Hocking Iron Furnace
aka
Haydenville Furnace

By Emmett A. Conway, The Olde Forester

Location: Haydenville

Dates: 1856 -

Fuel: Charcoal

Condition: Bluff and level area remains behind company store where furnace was located. Spotted a few of the stones from stack in the foundation of the store in 1978.

Hocking Charcoal Furnace was against the bluff behind the remains of the company store. It predates the store which probably had more than a few of the large stones from the stack in its foundation.

Louise Olinger, former secretary to manager, Mr. Matheney, has written an excellent and complete history of the enterprise. We exerpt her report on the charcoal iron furnace.

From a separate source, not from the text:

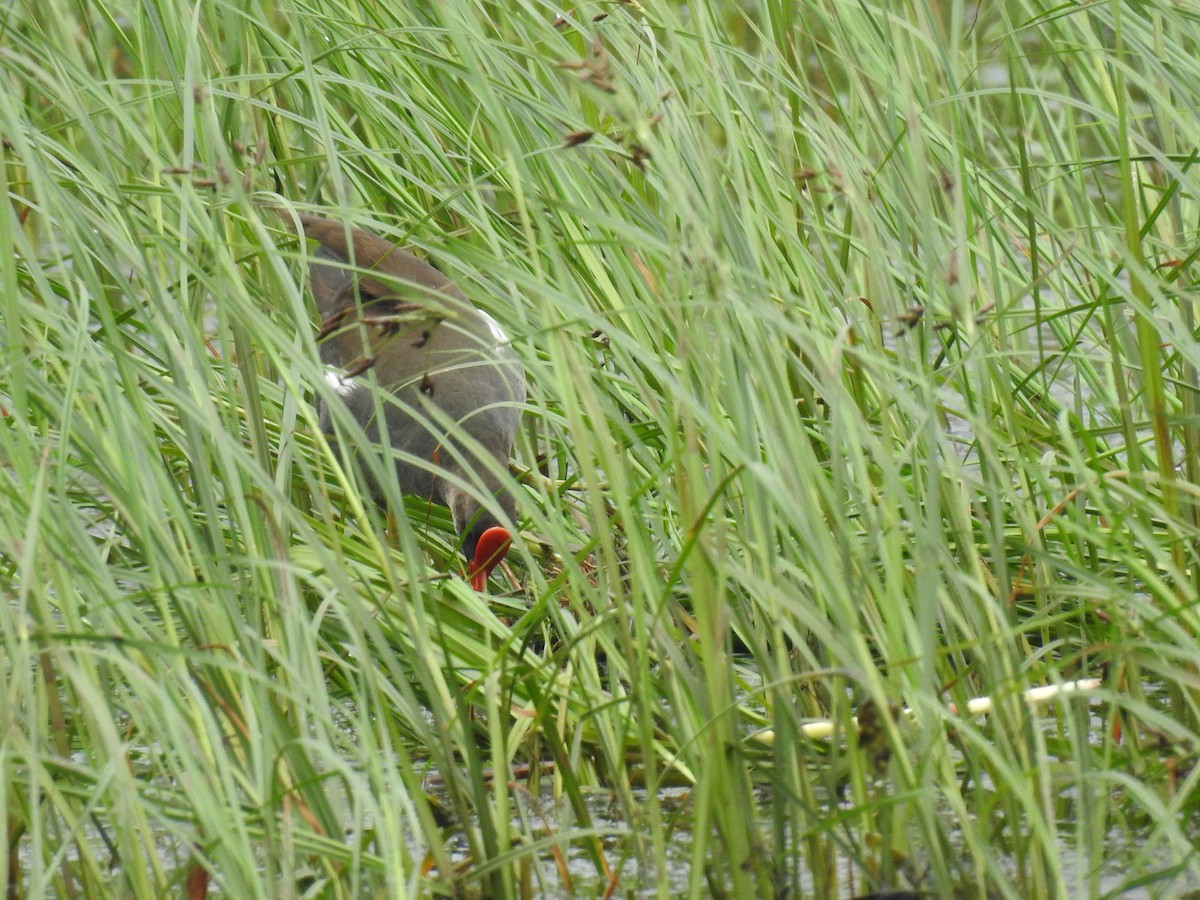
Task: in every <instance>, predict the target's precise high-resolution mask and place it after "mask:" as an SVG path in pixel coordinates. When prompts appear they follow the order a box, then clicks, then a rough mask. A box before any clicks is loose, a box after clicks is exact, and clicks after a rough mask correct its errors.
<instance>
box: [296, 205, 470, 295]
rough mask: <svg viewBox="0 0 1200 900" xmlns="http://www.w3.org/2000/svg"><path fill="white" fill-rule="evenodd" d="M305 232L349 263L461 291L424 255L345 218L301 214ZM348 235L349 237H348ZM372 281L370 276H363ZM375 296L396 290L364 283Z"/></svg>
mask: <svg viewBox="0 0 1200 900" xmlns="http://www.w3.org/2000/svg"><path fill="white" fill-rule="evenodd" d="M300 224H302V226H304V232H305V234H306V235H308V236H310V238H311V239H312V240H314V241H317V242H318V244H320V245H322V246H323V247H325V248H328V250H329V251H330V252H331V253H332V254H334V256H336V257H337V258H338V259H341V260H342V262H346V263H353V264H354V265H356V266H358V268H359V269H370V270H374V271H377V272H379V274H380V275H386V276H390V277H392V278H397V280H400V281H407V282H409V283H412V284H416V286H419V287H422V288H428V289H430V290H442V292H446V293H452V294H455V295H457V294H458V289H457V288H456V287H455V286H454V283H452V282H451V281H450V280H449V278H448V277H446V276H445V275H443V274H442V272H439V271H438V270H437V269H434V268H433V266H432V265H430V264H428V263H426V262H425V260H424V259H418V258H416V257H414V256H413V254H412V253H409V252H408V251H406V250H401V248H400V247H397V246H396V245H395V244H392V242H391V241H386V240H384V239H383V238H380V236H378V235H376V234H372V233H371V232H367V230H364V229H361V228H347V227H346V224H344V223H342V222H335V221H331V220H329V218H322V217H320V216H308V215H301V216H300ZM347 238H349V241H347ZM364 281H365V282H366V281H370V280H364ZM361 287H362V288H364V289H365V290H367V292H368V293H372V294H374V295H376V296H383V295H386V294H388V293H395V292H394V290H389V289H388V288H384V287H383V286H378V287H379V288H380V290H379V292H376V290H371V288H372V287H377V284H371V283H364V284H362V286H361Z"/></svg>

“In 1856, a charcoal furnace located at Hanging Rock, Ohio, near Ironton, was purchased and removed by canal boats to this site which then was given the name of Hocking Furnace. The development of the charcoal iron industry attracted the attention of Peter Hayden, Columbus businness man, who was expanding his activities. He owned a line of canal boats which gave him transportation facilities (which were important in those days). He began to buy into the Dille, Brice and Moore Company until finally he was the sole owner. Halleck Hayden, a nephew, was made first manager of the furnace under his ownership. Charcoal fuel was manufactured in the hills and valleys surrounding the respective plants which were in operation for many years, but with new developments in the iron manufacturing industry, they made way for more progressive methods.”

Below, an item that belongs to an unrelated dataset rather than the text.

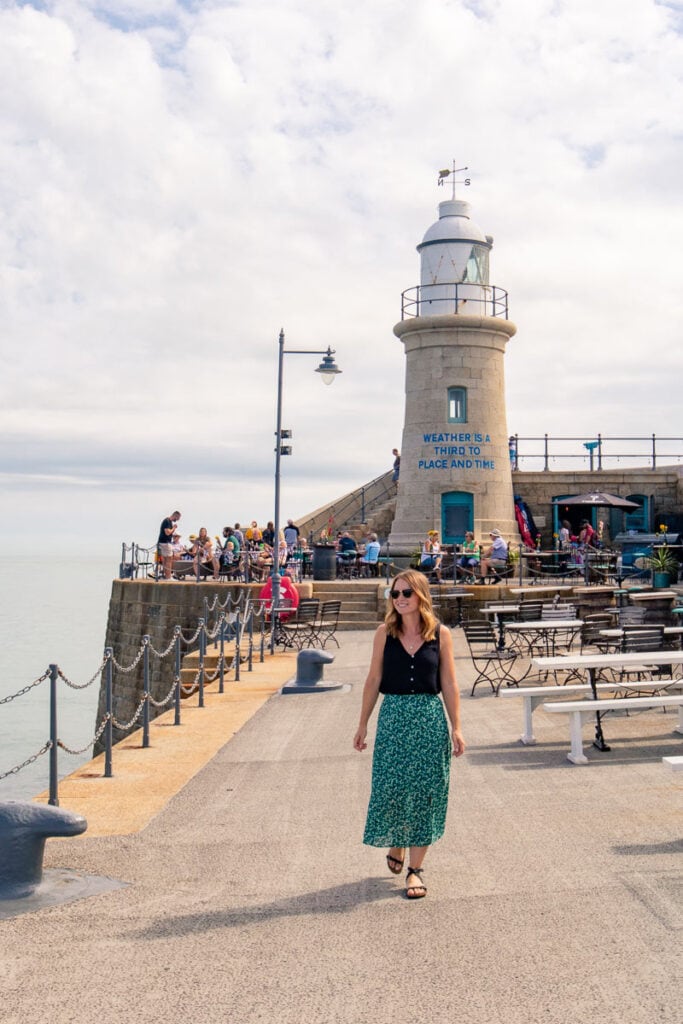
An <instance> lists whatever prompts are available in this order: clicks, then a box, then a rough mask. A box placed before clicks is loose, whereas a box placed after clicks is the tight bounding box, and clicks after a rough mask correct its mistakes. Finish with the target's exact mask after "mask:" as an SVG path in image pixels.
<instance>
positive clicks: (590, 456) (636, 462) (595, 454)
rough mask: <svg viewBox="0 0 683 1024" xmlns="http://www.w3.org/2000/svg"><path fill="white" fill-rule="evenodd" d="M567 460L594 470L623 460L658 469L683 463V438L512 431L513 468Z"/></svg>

Haydenville, Ohio, a few miles down the Hocking River from the county seat of Logan is on THE NATIONAL REGISTER OF HISTORIC PLACES because it is a unique company village whose owners developed and promoted vitrified ceramic building materials for a variety of architectural uses---not because of it being the site of the most northerly of the Hanging Rock Iron Region blast furnaces.

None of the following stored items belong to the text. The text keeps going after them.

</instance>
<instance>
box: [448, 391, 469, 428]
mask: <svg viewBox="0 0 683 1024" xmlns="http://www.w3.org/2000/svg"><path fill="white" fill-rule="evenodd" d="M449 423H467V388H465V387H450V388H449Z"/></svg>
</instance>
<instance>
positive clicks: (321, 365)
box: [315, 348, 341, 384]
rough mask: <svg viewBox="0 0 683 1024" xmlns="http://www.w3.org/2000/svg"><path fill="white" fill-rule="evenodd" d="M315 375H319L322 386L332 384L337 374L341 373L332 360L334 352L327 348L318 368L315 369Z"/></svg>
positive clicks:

The small village, bypassed by U.S. Route 33, is one of the tourist attractions of Hocking County. Most unusual are the demonstration houses which are still occupied. There is a church devotedly and attractively fashioned from company tile as a product advertisement. One house is perfectly round. Sad to say, there are only remnants of the company headquarters building. This held company offices, store, theater, infirmary, etc. Style was eclectic: Gothic, Spanish, Georgian. The architects from Ohio University went nuts when they saw the building before someone cleared part of it away to manufacture wood pallets. The late Reverend John Lloyd Evans, helping me conduct a trip for the architectural professors from Ohio University, said that Manager, C. S. Matheney, would stand on the Spanish balcony and tell the assembled workers why they couldn’t have a raise. The company houses are of varied design. Some had sewer pipe tile in the gable ends for decorations. Visiting architects promptly dubbed the style, “Sewer Pipe Gothic." We don’t wish to belittle the place for it was truly a clever unique business venture. It has been studied and documented in scholarly circles and was a very clever business enterprise.